Manual Activation/Deactivation of Checkpoints

Via the 'Modify Network Share' and 'Modify Storage Volume' dialogs there is a check-box option to toggle the 'Active Replica Checkpoint' flag. This option may only be toggled on shares and volumes that are checkpoints with the _chkpnt suffix.

Session based Activation of Checkpoint Status

If a given destination side Storage Volume or Network Share checkpoint is accessed via iSCSI or SMB respectively, QuantaStor will automatically mark the given checkpoint as an active checkpoint. This ensures any changes to the destination are not lost. The replication scheduler in QuantaStor does a check before starting any new replication to ensure the destination checkpoints are not active and if detected as active the Replication Schedule is automatically transitioned to the Offline state.

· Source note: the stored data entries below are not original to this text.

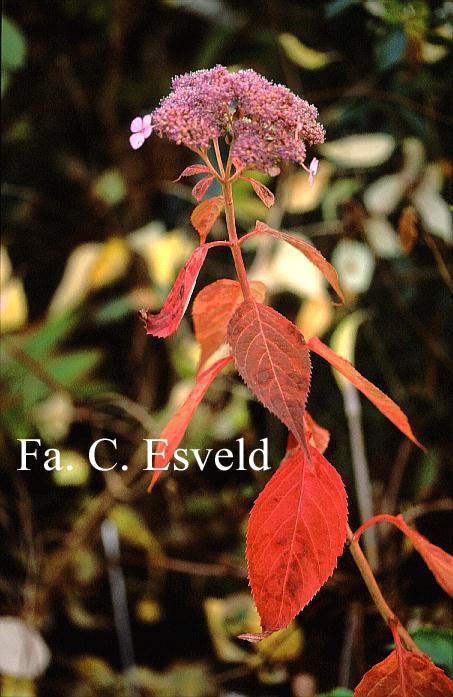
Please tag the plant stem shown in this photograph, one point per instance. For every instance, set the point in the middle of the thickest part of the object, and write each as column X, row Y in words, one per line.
column 232, row 234
column 372, row 521
column 385, row 611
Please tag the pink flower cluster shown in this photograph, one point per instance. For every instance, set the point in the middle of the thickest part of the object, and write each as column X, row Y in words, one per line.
column 266, row 123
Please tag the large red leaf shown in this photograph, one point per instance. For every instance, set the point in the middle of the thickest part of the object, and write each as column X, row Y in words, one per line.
column 201, row 187
column 421, row 678
column 212, row 310
column 296, row 531
column 205, row 214
column 272, row 357
column 177, row 426
column 171, row 314
column 266, row 196
column 437, row 560
column 307, row 249
column 380, row 400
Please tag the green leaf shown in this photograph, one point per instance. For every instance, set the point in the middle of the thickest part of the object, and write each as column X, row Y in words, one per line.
column 390, row 50
column 49, row 335
column 337, row 7
column 13, row 45
column 72, row 366
column 302, row 55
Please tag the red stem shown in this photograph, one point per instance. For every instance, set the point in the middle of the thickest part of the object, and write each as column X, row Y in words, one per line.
column 400, row 654
column 376, row 519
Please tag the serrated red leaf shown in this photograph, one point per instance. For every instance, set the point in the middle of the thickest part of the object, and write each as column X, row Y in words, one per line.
column 177, row 426
column 168, row 319
column 380, row 400
column 296, row 531
column 437, row 560
column 310, row 252
column 317, row 436
column 272, row 357
column 266, row 196
column 421, row 677
column 202, row 187
column 205, row 214
column 193, row 169
column 212, row 310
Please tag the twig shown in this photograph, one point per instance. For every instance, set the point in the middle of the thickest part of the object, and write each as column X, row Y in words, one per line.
column 353, row 411
column 384, row 609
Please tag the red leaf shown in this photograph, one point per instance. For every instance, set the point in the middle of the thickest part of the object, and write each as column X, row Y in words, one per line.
column 317, row 436
column 168, row 319
column 177, row 426
column 380, row 400
column 193, row 169
column 212, row 310
column 296, row 531
column 308, row 250
column 205, row 214
column 421, row 677
column 436, row 559
column 261, row 191
column 201, row 187
column 272, row 357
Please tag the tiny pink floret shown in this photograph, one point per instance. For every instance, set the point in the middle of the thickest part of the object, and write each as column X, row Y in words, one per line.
column 312, row 170
column 141, row 130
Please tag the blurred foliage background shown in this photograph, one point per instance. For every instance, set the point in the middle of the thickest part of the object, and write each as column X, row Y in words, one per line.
column 103, row 589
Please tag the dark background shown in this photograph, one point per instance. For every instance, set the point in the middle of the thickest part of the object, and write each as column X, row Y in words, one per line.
column 77, row 73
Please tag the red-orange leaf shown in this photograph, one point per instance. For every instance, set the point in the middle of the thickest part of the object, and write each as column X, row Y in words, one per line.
column 380, row 400
column 307, row 249
column 194, row 169
column 436, row 559
column 272, row 357
column 261, row 191
column 205, row 214
column 202, row 187
column 168, row 319
column 177, row 426
column 212, row 310
column 317, row 436
column 296, row 531
column 421, row 678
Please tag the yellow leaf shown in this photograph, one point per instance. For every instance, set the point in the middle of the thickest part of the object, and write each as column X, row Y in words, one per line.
column 283, row 646
column 163, row 252
column 147, row 610
column 111, row 263
column 302, row 55
column 13, row 306
column 5, row 266
column 75, row 284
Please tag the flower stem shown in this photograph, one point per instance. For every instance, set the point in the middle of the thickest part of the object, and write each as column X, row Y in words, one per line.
column 232, row 234
column 370, row 581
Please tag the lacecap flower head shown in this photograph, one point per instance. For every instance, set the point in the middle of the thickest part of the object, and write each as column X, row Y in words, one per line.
column 265, row 123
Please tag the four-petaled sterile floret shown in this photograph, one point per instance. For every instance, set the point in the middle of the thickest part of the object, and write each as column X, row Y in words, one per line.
column 264, row 122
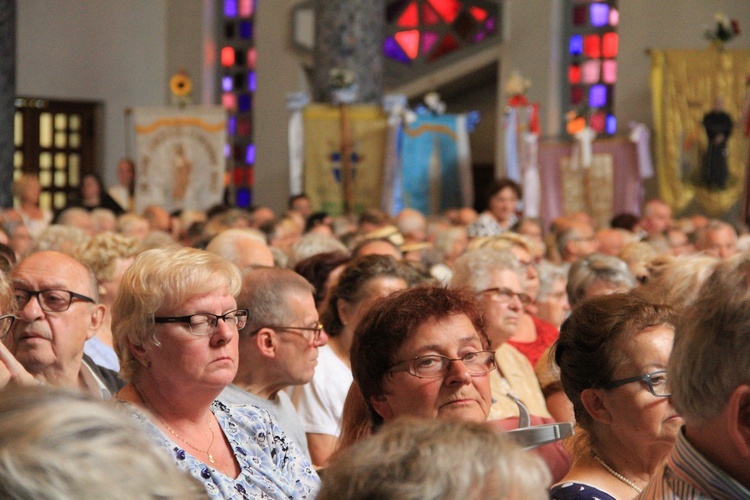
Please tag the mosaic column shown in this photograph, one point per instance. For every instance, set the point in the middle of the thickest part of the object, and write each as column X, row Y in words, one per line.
column 349, row 36
column 7, row 97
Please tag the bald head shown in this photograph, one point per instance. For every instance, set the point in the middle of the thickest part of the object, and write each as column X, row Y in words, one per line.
column 243, row 247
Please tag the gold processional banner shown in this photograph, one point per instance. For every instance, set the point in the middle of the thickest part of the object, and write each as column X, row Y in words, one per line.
column 684, row 86
column 323, row 172
column 179, row 157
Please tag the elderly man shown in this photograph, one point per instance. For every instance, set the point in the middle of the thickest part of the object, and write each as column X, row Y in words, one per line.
column 717, row 238
column 58, row 310
column 278, row 346
column 242, row 247
column 709, row 373
column 497, row 277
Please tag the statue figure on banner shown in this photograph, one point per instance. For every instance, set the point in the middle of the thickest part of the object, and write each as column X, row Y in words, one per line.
column 182, row 168
column 718, row 125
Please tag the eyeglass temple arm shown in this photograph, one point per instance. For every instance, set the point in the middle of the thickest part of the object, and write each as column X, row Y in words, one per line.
column 524, row 418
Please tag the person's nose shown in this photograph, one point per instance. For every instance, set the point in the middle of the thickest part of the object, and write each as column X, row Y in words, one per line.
column 457, row 374
column 322, row 340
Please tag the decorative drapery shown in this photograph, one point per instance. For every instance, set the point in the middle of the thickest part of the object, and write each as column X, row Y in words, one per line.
column 684, row 86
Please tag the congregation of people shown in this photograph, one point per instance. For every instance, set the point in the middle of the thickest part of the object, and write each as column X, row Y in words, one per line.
column 235, row 353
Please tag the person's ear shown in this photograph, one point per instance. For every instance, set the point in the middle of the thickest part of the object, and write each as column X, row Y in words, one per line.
column 96, row 319
column 738, row 415
column 382, row 406
column 595, row 403
column 267, row 342
column 345, row 310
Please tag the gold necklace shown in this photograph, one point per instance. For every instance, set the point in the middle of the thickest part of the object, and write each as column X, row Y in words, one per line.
column 618, row 475
column 206, row 452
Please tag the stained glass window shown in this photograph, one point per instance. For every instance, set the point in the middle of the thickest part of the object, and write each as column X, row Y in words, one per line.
column 421, row 32
column 591, row 73
column 236, row 54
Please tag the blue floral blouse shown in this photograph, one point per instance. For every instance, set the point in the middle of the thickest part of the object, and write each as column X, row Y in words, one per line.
column 271, row 466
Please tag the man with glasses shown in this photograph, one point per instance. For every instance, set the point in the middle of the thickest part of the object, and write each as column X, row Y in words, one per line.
column 709, row 374
column 278, row 346
column 58, row 310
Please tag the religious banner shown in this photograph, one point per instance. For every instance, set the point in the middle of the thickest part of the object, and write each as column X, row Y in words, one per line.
column 435, row 163
column 179, row 157
column 686, row 86
column 328, row 135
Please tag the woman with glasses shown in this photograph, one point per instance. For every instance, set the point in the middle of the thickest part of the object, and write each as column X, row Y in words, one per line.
column 613, row 353
column 321, row 401
column 421, row 353
column 176, row 325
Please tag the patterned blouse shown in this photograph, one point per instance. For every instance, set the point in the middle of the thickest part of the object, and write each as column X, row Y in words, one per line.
column 271, row 466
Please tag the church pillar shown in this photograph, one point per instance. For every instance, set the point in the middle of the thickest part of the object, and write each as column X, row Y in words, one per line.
column 7, row 97
column 349, row 35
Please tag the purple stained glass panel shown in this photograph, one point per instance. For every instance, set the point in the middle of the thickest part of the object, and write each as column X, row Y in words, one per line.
column 244, row 197
column 230, row 8
column 392, row 49
column 611, row 124
column 597, row 96
column 246, row 30
column 575, row 46
column 226, row 83
column 243, row 102
column 599, row 14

Resolving a DR Site Failover

Once a given set of checkpoints have been marked as 'Active Checkpoints' these may be used as part of a Disaster Recovery (DR) failover strategy for any amount of time. To transition back to normal operation of the Replication Schedule to send data from the sources to the destination checkpoints one will choose one of two options.

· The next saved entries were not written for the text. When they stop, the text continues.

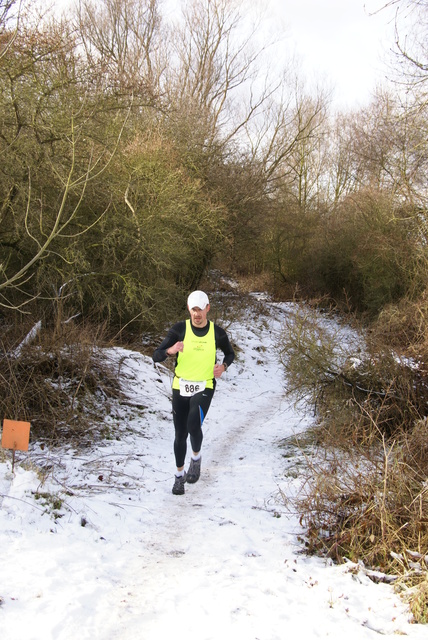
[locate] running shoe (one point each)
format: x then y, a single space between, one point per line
178 488
194 471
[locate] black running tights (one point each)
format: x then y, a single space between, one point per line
188 415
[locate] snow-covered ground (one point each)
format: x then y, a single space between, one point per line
128 560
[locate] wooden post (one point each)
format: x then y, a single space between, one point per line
15 436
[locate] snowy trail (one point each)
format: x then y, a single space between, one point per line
221 561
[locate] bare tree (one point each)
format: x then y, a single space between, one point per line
122 38
9 23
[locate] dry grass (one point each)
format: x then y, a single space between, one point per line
61 382
365 492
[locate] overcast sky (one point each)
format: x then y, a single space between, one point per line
337 39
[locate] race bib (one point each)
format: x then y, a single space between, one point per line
189 387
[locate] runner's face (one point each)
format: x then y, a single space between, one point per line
199 316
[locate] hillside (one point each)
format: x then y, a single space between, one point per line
95 546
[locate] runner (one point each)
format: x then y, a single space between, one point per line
194 343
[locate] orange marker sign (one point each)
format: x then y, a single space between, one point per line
16 435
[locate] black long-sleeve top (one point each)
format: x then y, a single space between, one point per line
176 334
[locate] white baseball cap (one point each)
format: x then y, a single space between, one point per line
197 299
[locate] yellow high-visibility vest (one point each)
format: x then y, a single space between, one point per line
196 361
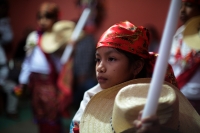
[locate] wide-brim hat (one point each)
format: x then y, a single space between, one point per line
97 117
191 34
59 37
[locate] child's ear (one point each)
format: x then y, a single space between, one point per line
138 66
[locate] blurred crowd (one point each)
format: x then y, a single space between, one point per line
53 86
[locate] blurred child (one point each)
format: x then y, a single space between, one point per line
121 55
184 59
39 72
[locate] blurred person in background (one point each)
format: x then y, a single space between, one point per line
84 61
154 38
39 71
6 37
183 58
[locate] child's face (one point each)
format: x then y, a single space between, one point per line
112 67
188 10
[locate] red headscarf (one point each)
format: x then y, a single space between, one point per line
126 36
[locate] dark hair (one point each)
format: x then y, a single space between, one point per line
132 58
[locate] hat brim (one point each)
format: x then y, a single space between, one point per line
97 115
191 34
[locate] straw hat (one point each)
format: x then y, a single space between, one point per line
106 114
59 37
191 34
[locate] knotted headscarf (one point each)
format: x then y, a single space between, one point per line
126 36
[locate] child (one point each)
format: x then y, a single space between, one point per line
121 55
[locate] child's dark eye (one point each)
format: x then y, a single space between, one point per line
97 60
111 59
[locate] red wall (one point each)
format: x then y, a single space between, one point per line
140 12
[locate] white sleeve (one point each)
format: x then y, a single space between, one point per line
6 31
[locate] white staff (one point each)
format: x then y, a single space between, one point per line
77 31
162 60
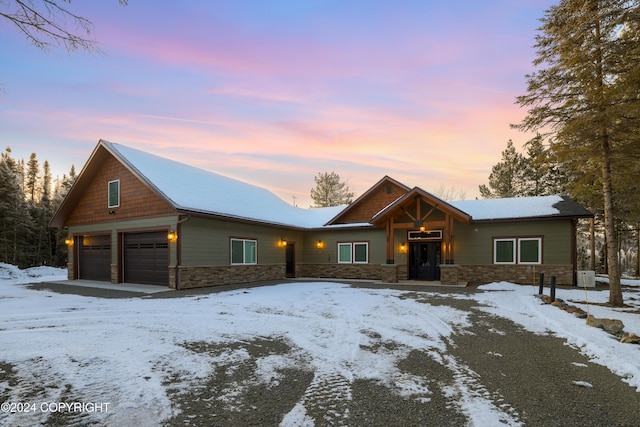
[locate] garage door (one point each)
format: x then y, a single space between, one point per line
146 258
94 253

Option 1: Throw out the destination side changes & resume replication

In the process of testing one's DR site failover it'll be common to activate the DR site checkpoints periodically and then simply re-activate the Remote Replication schedule. The easiest way to do this is to use the 'Deactivate Checkpoints' dialog as it makes it easy to deactivate all the checkpoints at once and re-enable the Replication Schedule in a single operation.

Deactivate Chkpts for Replication Schd.jpg

Option 2: Send checkpoint side changes back to the source side, then resume replication from source to destination

Sending the changes made to the DR site checkpoints back to the source side.

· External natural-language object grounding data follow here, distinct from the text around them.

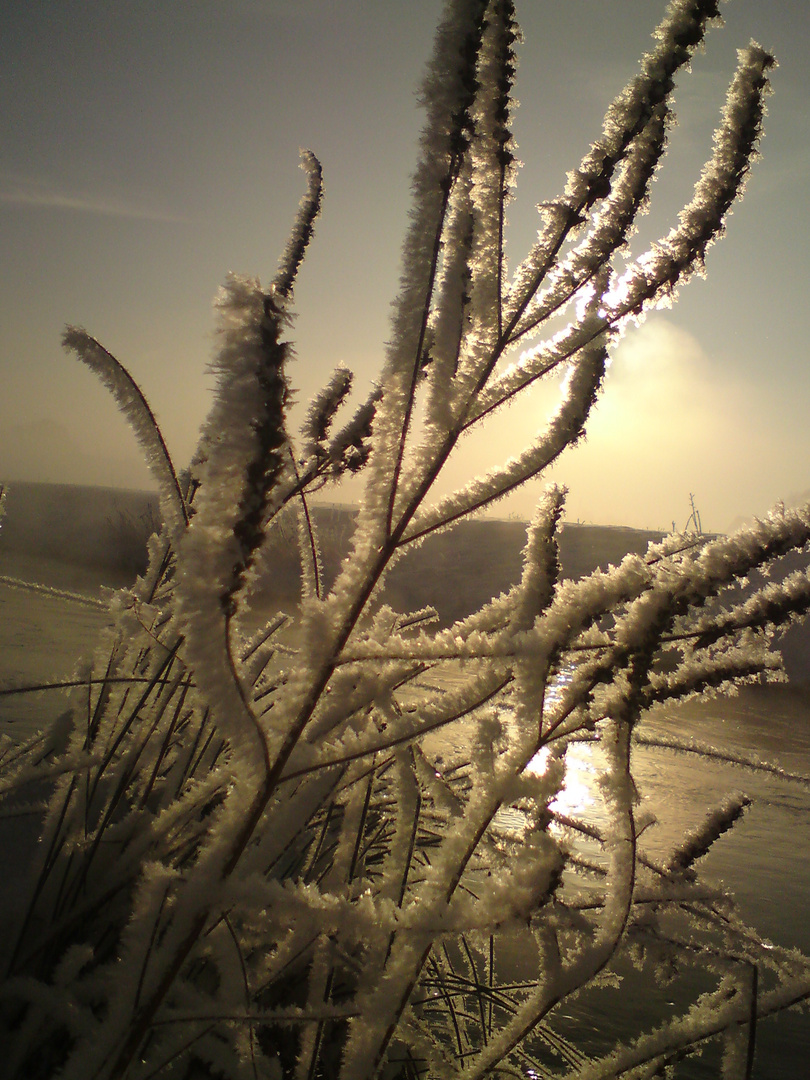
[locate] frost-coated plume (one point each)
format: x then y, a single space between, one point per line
301 840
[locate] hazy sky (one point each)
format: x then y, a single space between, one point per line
150 146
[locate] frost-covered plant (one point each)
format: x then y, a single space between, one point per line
333 846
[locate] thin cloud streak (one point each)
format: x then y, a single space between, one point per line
107 207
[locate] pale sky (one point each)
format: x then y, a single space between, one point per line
150 146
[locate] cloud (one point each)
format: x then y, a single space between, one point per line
39 193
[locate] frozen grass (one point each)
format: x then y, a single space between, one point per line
252 861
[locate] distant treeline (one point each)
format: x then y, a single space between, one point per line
457 570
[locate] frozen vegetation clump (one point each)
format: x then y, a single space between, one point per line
258 858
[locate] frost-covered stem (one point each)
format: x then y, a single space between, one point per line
449 90
679 35
130 399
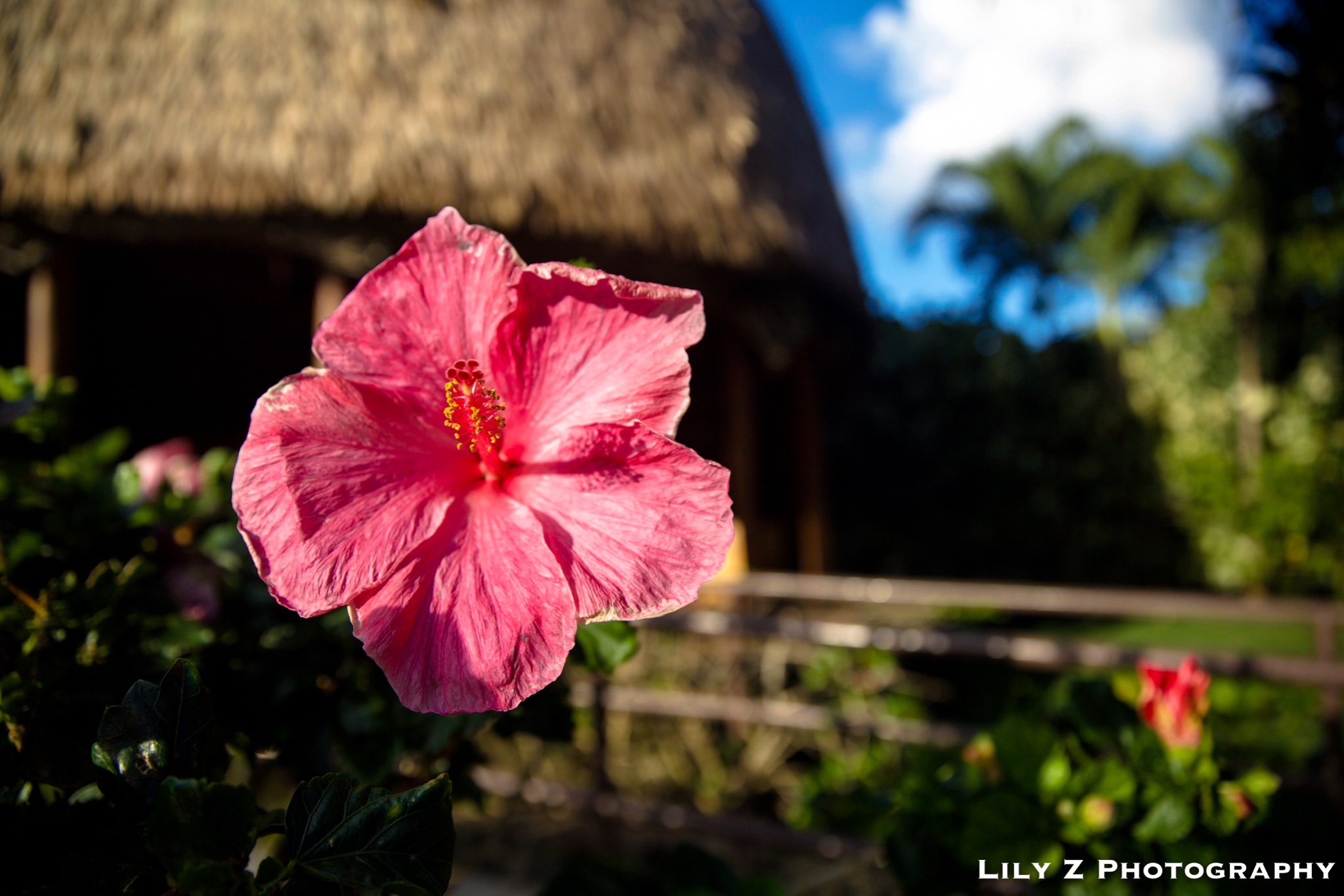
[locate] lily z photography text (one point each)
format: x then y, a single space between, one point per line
1190 871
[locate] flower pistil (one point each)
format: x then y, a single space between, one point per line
474 411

The process of sending the changes made to the DR site checkpoints back to the source side is called 'Rollback from Replica...' in QuantaStor and is done from the 'Volume & Share Replica Associations' section. Within that section one must select the link between a given source and destination and then choose 'Rollback from Replica...' in the pop-up menu. This must be done for each share and volume to be rolled back to the source side. Once the rollback activity is completed be sure to do a 'Rescan Storage Pools...' from the Storage Management-->Storage Pools section on each source side system. Once all the rollback replication activity has completed the source side will have a GMT snapshot with the same timestamp as the destination side. In effect rollback is done by taking a snapshot of the destination side changes and then sending these delta based incremental changes back to the source side volume/share. Use caution with this as the source side will be an identical copy of the destination after rollback so any changes made to the source side will be overwritten.

After the data has been sent (rolled-back from DR site) use the steps from Option 1 to resume regular replication.